I recently came across a question whereby it is required to show that the solutions to the following equations are equivalent for some condition on the wavelength, $\lambda$, of the wave field $u(x,t)$: \begin{align} \frac{\partial^2 u}{\partial t^2} &= c_s^2\frac{\partial^2 u}{\partial x^2} - g\gamma\frac{\partial u}{\partial x}\tag{1}\\ \frac{\partial^2 u}{\partial t^2}& = c_s^2\frac{\partial^2 u}{\partial x^2}\tag{2} \end{align} where $\gamma$ is the ratio of constant pressure specific heat to constant volume specific heat, and $$c_s = \sqrt{\frac{\gamma P(x)}{\rho(x)}}$$ is the speed of sound in the medium.

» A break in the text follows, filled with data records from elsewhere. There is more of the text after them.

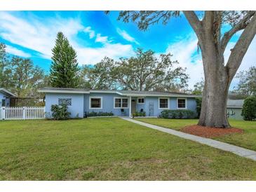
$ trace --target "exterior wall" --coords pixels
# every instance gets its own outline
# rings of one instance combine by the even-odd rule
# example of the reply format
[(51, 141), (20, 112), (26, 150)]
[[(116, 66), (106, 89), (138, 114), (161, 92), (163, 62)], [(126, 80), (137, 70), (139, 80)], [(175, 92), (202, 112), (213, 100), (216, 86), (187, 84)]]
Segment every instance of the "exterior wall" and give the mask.
[(10, 107), (10, 98), (6, 97), (3, 93), (0, 92), (0, 107), (2, 107), (2, 100), (6, 100), (5, 107)]
[[(229, 113), (229, 118), (230, 119), (243, 120), (241, 108), (227, 108), (227, 113)], [(231, 115), (232, 114), (234, 114)]]
[(72, 105), (68, 106), (68, 111), (71, 117), (83, 117), (83, 94), (72, 93), (46, 93), (46, 117), (51, 117), (50, 107), (52, 104), (58, 104), (59, 98), (71, 98)]
[(2, 100), (4, 100), (5, 97), (3, 93), (0, 92), (0, 107), (2, 107)]
[[(101, 97), (102, 100), (102, 109), (90, 109), (89, 99), (90, 97)], [(128, 98), (128, 105), (127, 109), (123, 109), (126, 111), (125, 114), (122, 114), (121, 109), (114, 108), (114, 97)], [(115, 93), (90, 93), (84, 95), (84, 111), (90, 112), (112, 112), (114, 116), (128, 116), (129, 115), (129, 97), (121, 96)]]
[[(154, 115), (151, 116), (159, 116), (161, 112), (164, 109), (159, 109), (159, 100), (161, 97), (145, 97), (144, 111), (146, 111), (146, 116), (149, 116), (149, 104), (151, 102), (154, 104)], [(168, 109), (178, 109), (177, 99), (177, 97), (165, 97), (169, 100)], [(186, 97), (179, 97), (186, 98)], [(186, 98), (187, 99), (187, 109), (196, 112), (196, 102), (195, 98)]]
[[(102, 100), (102, 109), (90, 109), (90, 97), (100, 97)], [(123, 108), (125, 114), (122, 114), (121, 109), (114, 109), (114, 97), (128, 98), (128, 104), (127, 108)], [(112, 112), (114, 116), (128, 116), (130, 107), (130, 97), (121, 96), (115, 93), (90, 93), (90, 94), (65, 94), (65, 93), (46, 93), (46, 115), (50, 116), (50, 107), (52, 104), (58, 104), (58, 98), (72, 98), (72, 106), (69, 106), (69, 111), (71, 112), (71, 117), (83, 117), (85, 113), (94, 112)], [(133, 97), (136, 100), (136, 111), (140, 111), (142, 109), (146, 112), (146, 116), (159, 116), (164, 109), (159, 108), (159, 97), (144, 97), (144, 103), (138, 104), (137, 97)], [(177, 97), (168, 98), (168, 109), (177, 109)], [(154, 113), (149, 114), (149, 105), (152, 104)], [(196, 112), (196, 103), (194, 98), (187, 98), (187, 109)]]

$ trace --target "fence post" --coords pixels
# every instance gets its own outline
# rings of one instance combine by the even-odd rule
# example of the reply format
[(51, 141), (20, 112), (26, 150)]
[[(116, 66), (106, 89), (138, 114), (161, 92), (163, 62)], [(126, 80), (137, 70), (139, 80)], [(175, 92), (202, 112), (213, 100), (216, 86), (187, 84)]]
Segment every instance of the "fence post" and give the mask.
[(2, 107), (2, 119), (4, 120), (6, 118), (6, 107)]
[(26, 107), (22, 107), (22, 119), (26, 119)]

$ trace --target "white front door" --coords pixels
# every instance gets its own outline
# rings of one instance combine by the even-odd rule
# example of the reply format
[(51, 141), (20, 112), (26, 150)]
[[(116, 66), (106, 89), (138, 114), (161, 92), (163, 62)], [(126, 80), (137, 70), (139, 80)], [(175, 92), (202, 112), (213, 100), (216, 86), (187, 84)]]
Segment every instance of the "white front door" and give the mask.
[(136, 112), (136, 100), (132, 100), (132, 114)]

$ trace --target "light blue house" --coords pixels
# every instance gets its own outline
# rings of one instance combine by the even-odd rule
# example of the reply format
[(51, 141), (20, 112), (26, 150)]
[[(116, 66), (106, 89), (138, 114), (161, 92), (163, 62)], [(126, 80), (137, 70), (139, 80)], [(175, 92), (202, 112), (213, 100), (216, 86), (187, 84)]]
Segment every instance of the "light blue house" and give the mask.
[(83, 118), (86, 114), (112, 112), (114, 116), (129, 116), (144, 111), (146, 116), (159, 116), (164, 109), (189, 109), (196, 112), (198, 95), (180, 92), (85, 90), (45, 88), (46, 113), (50, 117), (53, 104), (65, 102), (71, 117)]
[(15, 97), (15, 95), (11, 92), (10, 91), (4, 88), (0, 88), (0, 107), (10, 107), (11, 98)]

By observation, the solutions of (1) and (2) and equivalent if the term $g\gamma\frac{\partial u}{\partial x}$ in (1) is small enough to be negligible compared to the other term $c_s^2\frac{\partial^2 u}{\partial x^2}$. The problem solution obtains the necessary condition for this by approximating the following: $$g\gamma\frac{\partial u}{\partial x} \sim \frac{g\gamma}{\lambda}$$ and $$c_s^2\frac{\partial^2 u}{\partial x^2}\sim \frac{c_s^2}{\lambda^2}$$
so that $$\frac{g\gamma}{\lambda}\ll \frac{c_s^2}{\lambda^2}$$ gives the necessary condition for $\lambda$. However, I am confused as to how these approximations were made as I'm not able to see the connection between the spacial derivatives of $u(x,t)$ and its wavelength.
I would greatly appreciate it if anyone could help explain this to me.